Metadata communicate the what, where, and when, but process metadata describe the how.
Capturing the 'How'
Processing & transforming raw data into information can be very involved. Researchers rarely document these processes adequately, leaving others unable to reproduce the results. Learn more below about capturing the 'how' using workflow tools.
What is a Workflow?
A scientific workflow is a representation of researchers' data inputs and methods for generating final data products and results.
Informal workflows are basic conceptualizations to describe the input, analytical steps, and output of a process which can range from simple to complex. These workflows can also include a variety of inputs/outputs, analytical processes that manipulate the data, decision nodes that specify conditions that determine the next step, and predefined processes that specify a fixed multi-step process.
Formal or executable workflows are also known as analytical pipelines that allow each step to be implemented in different software systems. Formal workflows can be stored easily and reused as a single access point for repetitive or new tasks. This is because the workflow keeps track of every analysis and the parameters/requirements of each step. Often times, these workflows can be documented as reproducible notebooks. For example, a Jupyter Notebook titled Dust Bowl (Figure 1) was created to demonstrate a reproducible workflow for exploring climate data from the USGS GeoDataPortal.
Importance of Workflow Capture
Workflow capture is important within the data lifecycle because it is critical to document the process of how the data are analyzed and transformed after collection. Documentation of the process is important to the researcher because it increases transparency and reproducibility, and others can easily follow the progression of the data analysis later. Clear documentation of the workflow encourages potential reuse of the data.
Best Practices: Document Your Workflow
Process metadata: information about the process to obtain the data output.
Include a description of the procedure. There must be documentation each time you manipulate or analyze the data. This is represented in a series of conceptual steps. (See Process > Process Documentation)
Metadata: be sure to create metadata in tandem with the data to be collected.
Decide whether your workflow is Informal or Formal.
Informal: commented scripts.
Include well-documented code.
High-level information resides at the top (e.g., description of project, author, data, parameters).
Define each section and their dependencies (i.e., what inputs they need and what they output).
Construct a complete script which runs without intervention.
Use formal software (e.g., Kepler, VisTrails - see Tools below)
Disclaimer: Any use of trade, product, or firm names is for descriptive purposes only and does not imply endorsement by the U.S. Government.
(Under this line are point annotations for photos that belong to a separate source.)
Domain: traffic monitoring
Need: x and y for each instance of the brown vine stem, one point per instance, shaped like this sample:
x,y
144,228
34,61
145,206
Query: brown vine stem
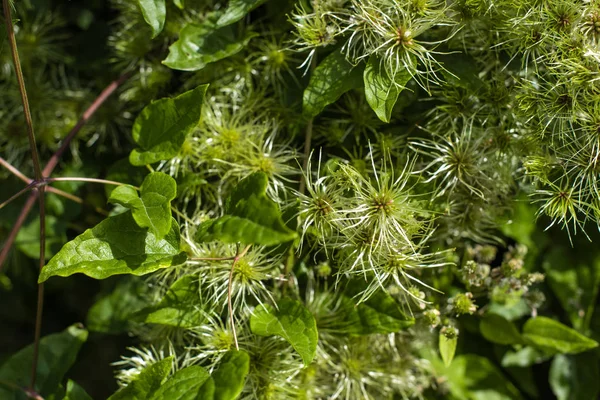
x,y
237,257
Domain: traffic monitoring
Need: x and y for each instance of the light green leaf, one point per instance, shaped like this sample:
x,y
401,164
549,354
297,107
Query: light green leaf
x,y
161,128
152,209
293,322
230,376
382,90
554,337
575,377
179,307
146,383
498,329
202,44
236,10
251,217
155,13
115,246
447,348
183,385
333,77
57,353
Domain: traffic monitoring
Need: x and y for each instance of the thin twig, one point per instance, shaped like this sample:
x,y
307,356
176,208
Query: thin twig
x,y
237,257
35,158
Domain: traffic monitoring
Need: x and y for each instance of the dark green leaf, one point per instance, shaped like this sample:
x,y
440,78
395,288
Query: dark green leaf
x,y
251,217
293,322
115,246
498,329
202,44
152,208
161,128
179,306
382,90
236,10
155,13
552,336
146,383
230,376
333,77
184,385
57,353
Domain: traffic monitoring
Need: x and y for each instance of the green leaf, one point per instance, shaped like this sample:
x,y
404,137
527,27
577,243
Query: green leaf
x,y
447,348
251,217
57,353
155,13
575,377
201,44
161,128
230,376
115,246
293,322
146,383
183,385
333,77
554,337
152,209
382,90
236,10
75,392
498,329
179,307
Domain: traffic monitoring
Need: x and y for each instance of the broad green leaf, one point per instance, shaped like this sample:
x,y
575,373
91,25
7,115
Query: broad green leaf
x,y
575,377
293,322
552,336
161,128
332,78
179,307
146,383
201,44
155,13
185,384
498,329
115,246
382,90
230,376
251,217
473,377
112,313
447,348
236,10
75,392
57,353
152,208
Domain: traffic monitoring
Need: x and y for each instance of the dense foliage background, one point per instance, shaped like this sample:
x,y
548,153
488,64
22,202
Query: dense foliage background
x,y
370,199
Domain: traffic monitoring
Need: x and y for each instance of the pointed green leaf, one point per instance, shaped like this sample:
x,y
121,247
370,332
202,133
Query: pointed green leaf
x,y
146,383
202,44
332,78
230,376
115,246
554,337
237,9
382,90
152,208
161,128
179,307
498,329
251,217
57,353
293,322
447,348
155,13
185,384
Jupyter Notebooks https://jupyter.org/
The Jupyter Notebook is an open-source web application that allows you to create and share documents that contain live code, equations, visualizations and narrative text. Uses include: data cleaning and transformation, numerical simulation, statistical modeling, data visualization, machine learning, and much more.
A free scientific workflow application that enables scientists to create, document, and share complex models and analyses. The Java-based application is extremely flexible for working with data stored in various formats found locally or over the Internet. The program has a user-friendly graphical interface that easily connects data sources with complex analytical components to create an executable representation of the steps required to generate the desired results.
Developed at the University of Utah, VisTrails is an open-source scientific workflow and provenance management software that provides support for simulations, data exploration, and visualization. VisTrails is most distinguished for its comprehensive provenance infrastructure of maintaining a detailed history of the steps and data outputs from each exploratory run.
The Taverna suite of tools are bringing together a range of features to make it easier for users to find, design, and execute complex workflows and share them with other people.